Intel’s upcoming Wildcat Lake laptop chips are shaping up to be an intriguing option for thin, quiet notebooks, but early performance figures suggest buyers may need to temper expectations—especially if pricing ends up on the high side.
Two of the key processors in this lineup, the Intel Core 5 320 and Intel Core 7 360, share a similar core design. Each model features two performance cores paired with four low-power cores, along with an Intel Xe3 integrated GPU that includes two graphics cores. On paper, that combination targets everyday productivity, web workloads, streaming, and light creative tasks rather than heavy-duty content creation or serious gaming.
One of the most interesting details so far is how Wildcat Lake is designed to run across a wide power range. Testing on an Intel reference laptop indicates the platform can operate fanless at up to around 11 watts, which is ideal for silent, ultra-portable devices. Add active cooling, and the same platform can scale to roughly 22 watts, giving manufacturers room to tune performance higher for devices that can accommodate a fan.
Early benchmark sightings for the Intel Core 5 320 have already appeared in Geekbench 6 results, offering a first look at real-world CPU potential. The chip posted a single-core score of 2,564 and a multi-core score of 8,122. That puts it well ahead of AMD’s Ryzen 5 7520U in the same benchmark—nearly double the performance—showing that Wildcat Lake should feel noticeably snappier than entry-level ultraportable CPUs from a few years ago.
However, the numbers also highlight tougher competition at the higher end of thin-and-light laptops. In these results, the Core 5 320 lands about 11.1% behind a MacBook Neo powered by Apple’s A18 Pro, which scored 3,589 in single-core and 9,140 in multi-core. And for shoppers comparing within Intel’s own stack, the Intel Core Ultra 5 325 stands out as a significant step up, delivering 2,592 in single-core and 11,060 in multi-core—about 36% more multi-threaded performance than the Core 5 320.
What this means for buyers is fairly clear: Wildcat Lake looks attractive if you want a modern Intel laptop that can run cool, quiet, and potentially fanless, while still delivering a substantial upgrade over older entry-level mobile chips.

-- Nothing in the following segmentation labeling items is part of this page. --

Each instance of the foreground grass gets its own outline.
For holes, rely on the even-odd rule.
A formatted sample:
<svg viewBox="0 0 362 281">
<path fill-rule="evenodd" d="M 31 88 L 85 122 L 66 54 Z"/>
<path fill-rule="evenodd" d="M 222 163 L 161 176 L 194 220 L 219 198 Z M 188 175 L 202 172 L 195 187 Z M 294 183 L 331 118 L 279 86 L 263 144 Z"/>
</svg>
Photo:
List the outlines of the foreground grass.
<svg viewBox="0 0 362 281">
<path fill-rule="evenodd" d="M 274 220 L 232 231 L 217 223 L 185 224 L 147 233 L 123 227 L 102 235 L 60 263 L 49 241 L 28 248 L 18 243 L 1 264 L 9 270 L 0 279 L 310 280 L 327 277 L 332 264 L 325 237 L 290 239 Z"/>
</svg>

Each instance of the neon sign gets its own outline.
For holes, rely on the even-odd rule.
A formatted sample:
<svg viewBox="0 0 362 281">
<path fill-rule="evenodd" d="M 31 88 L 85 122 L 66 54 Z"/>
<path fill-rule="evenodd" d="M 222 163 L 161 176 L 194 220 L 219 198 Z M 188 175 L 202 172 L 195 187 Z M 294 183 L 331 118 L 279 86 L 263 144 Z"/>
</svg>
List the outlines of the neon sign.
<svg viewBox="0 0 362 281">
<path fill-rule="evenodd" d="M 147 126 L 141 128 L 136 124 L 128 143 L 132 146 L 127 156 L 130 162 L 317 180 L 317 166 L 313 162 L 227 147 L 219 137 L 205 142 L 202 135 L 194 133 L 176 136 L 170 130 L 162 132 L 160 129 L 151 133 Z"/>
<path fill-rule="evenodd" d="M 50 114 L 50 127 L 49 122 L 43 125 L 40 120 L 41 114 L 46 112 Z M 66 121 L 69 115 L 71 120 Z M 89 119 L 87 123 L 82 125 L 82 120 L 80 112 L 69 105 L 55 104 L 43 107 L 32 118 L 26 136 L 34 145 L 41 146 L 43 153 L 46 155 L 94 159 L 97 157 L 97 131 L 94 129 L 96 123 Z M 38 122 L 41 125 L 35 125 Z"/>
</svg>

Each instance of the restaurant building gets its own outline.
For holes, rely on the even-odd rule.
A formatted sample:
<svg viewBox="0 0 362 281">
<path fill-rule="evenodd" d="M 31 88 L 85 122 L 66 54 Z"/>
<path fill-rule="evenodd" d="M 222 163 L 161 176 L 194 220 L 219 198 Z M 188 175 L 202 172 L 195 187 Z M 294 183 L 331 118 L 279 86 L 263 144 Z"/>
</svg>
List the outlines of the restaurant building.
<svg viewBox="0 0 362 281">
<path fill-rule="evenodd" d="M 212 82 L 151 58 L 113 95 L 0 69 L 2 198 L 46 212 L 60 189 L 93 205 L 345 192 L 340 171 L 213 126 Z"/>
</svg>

But if pricing climbs too close to faster alternatives, these early benchmarks suggest there may be better performance-per-dollar elsewhere—either from higher-tier Intel options or competing slim laptop platforms.
As more retail laptops launch with Wildcat Lake and manufacturers finalize power limits, cooling designs, and memory configurations, we’ll get a clearer picture of how much performance is available in real shipping products. For now, the Core 5 320’s early results paint it as capable and efficient, but not the category leader when compared with the fastest low-power laptops in its broader price neighborhood.